24/09/2025

Our Bangkok conference just became the most accidentally brilliant business development move of 2025

Events

The universe has a sense of humor about professional services firms.

Just as I’m finalizing catering arrangements for our annual conference in Bangkok—debating whether to serve authentic pad thai or risk another year of complaints about “authentic” hotel buffet interpretations—the EU and Indonesia announce they’ve concluded negotiations on their Comprehensive Economic Partnership Agreement.

Perfect timing. Or is it?

You see, when we chose Bangkok as this year’s venue, it wasn’t because I had inside knowledge of geopolitical trade negotiations. It was because our Asia-Pacific members finally convinced me that holding every international conference in Europe was getting a bit parochial. “Support the work being done in China,” they said. “Make it accessible for the Asia Pacific members,” they said.

What they didn’t mention was that we’d accidentally positioned ourselves at the epicenter of what could be the most significant business opportunity for our members since someone invented the limited liability company.

The EU-Indonesia deal isn’t just another trade agreement gathering digital dust in Brussels filing cabinets.

This is €600 million in annual duty savings for EU exporters, a free trade zone covering 700 million consumers, and most importantly for us—an absolute goldmine of compliance work that’s about to cascade down to professional services firms across our network.

But here’s where it gets interesting for accountants and advisors who still think “international expansion” means opening a second office in the next town over.

The agreement creates something our Indonesian board member Mikhail mentioned in passing during our last strategy call: a perfect storm of regulatory complexity that requires exactly the kind of cross-border expertise our network was designed to handle. European companies suddenly have privileged access to Indonesian markets. Indonesian companies gain unprecedented access to EU supply chains. And both sides need advisors who understand not just local compliance requirements, but how to navigate the integration of “both sides’ supply and value chains.”

This is where most firms make their first mistake. They see “trade agreement” and think “customs duties.” They miss the deeper game entirely.

The real opportunity isn’t in the tariff eliminations—though saving €600 million annually in duties certainly helps.

It’s in what happens next. European automotive companies setting up Indonesian operations. Indonesian electronics manufacturers establishing EU subsidiaries. Cross-border intellectual property licensing deals. Geographic indication protections for agricultural products.
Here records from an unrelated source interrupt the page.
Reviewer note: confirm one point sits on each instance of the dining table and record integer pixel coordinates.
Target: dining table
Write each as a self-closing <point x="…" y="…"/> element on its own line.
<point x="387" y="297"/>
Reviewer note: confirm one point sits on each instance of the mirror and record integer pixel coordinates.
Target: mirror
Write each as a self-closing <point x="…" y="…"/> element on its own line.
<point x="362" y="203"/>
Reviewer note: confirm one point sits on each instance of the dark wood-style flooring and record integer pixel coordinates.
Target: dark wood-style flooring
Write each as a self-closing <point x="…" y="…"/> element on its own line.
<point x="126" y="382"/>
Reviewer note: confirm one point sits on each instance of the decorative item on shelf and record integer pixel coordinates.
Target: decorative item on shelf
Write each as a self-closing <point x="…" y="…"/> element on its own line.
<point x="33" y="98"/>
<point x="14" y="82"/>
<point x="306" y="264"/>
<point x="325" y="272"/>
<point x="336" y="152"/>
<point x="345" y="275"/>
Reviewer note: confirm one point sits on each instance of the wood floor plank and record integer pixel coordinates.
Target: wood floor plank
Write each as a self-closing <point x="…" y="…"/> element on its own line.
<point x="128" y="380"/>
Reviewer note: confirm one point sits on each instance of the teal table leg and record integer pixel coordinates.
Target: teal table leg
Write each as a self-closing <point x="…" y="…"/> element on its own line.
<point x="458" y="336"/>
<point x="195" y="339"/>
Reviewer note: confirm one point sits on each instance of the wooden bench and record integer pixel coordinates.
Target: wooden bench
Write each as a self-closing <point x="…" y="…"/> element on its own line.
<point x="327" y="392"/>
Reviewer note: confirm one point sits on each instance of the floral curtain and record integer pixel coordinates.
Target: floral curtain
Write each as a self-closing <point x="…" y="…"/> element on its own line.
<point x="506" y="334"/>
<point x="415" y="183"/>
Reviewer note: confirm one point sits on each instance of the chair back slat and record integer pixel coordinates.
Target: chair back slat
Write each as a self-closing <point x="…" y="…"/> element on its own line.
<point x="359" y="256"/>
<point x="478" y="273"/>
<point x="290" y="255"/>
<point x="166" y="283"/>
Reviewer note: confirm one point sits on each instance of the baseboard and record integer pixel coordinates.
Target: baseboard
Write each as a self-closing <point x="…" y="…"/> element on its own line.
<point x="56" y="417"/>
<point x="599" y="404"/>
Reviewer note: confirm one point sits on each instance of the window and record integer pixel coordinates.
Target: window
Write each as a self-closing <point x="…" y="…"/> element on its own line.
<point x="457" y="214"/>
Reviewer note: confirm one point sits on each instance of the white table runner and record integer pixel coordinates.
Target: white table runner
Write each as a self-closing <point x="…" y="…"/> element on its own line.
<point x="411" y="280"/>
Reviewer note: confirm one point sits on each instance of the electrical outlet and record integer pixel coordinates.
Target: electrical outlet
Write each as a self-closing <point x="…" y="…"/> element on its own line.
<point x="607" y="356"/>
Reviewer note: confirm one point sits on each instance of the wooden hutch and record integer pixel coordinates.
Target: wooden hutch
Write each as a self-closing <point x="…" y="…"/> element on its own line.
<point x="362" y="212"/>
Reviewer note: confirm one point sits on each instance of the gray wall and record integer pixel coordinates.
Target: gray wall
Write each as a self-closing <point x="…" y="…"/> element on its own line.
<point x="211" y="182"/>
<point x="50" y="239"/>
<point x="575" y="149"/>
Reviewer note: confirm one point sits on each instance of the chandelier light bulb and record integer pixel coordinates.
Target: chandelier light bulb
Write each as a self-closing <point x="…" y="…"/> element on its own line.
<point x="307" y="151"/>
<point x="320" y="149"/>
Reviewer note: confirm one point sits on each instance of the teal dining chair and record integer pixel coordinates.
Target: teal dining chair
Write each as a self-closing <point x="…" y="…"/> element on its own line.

Investment structures for electric vehicle manufacturing.

Each of these requires the kind of sophisticated international advisory work that transforms a compliance-focused practice into a strategic advisory powerhouse.

I learned this lesson the hard way fifteen years ago when a client casually mentioned they were “looking into” the Singapore market. What started as a simple question about transfer pricing became an eighteen-month advisory engagement covering corporate structure, tax optimization, regulatory compliance, and ultimately, a €50 million acquisition that required coordination between firms in four jurisdictions.

The client paid advisory fees that were multiple times our annual compliance revenue from them. More importantly, it established us as their go-to advisors for international expansion—a relationship that continues to generate significant fees today.

The EU-Indonesia agreement represents this opportunity multiplied across hundreds of potential clients, but only for advisory firms positioned to see beyond the immediate compliance requirements.

Which brings me back to Bangkok, and why our conference timing might be more strategic than accidental.

Our network members will be gathering in Thailand just as European and Indonesian businesses begin planning their first moves under the new agreement.

We’ll have experts from both the EU and Southeast Asia in the same room, at exactly the moment when companies on both sides are asking their advisors: “What does this mean for us? How do we take advantage? What’s our strategic response?”

The firms that can answer those questions—with confidence, expertise, and international network support—will pivot from order-takers to strategic advisors. The ones that can’t will continue competing on price for basic compliance work.

Professional services firms should think about positioning themselves for opportunities they can’t predict.

Position your firm...

…for opportunities you can’t predict.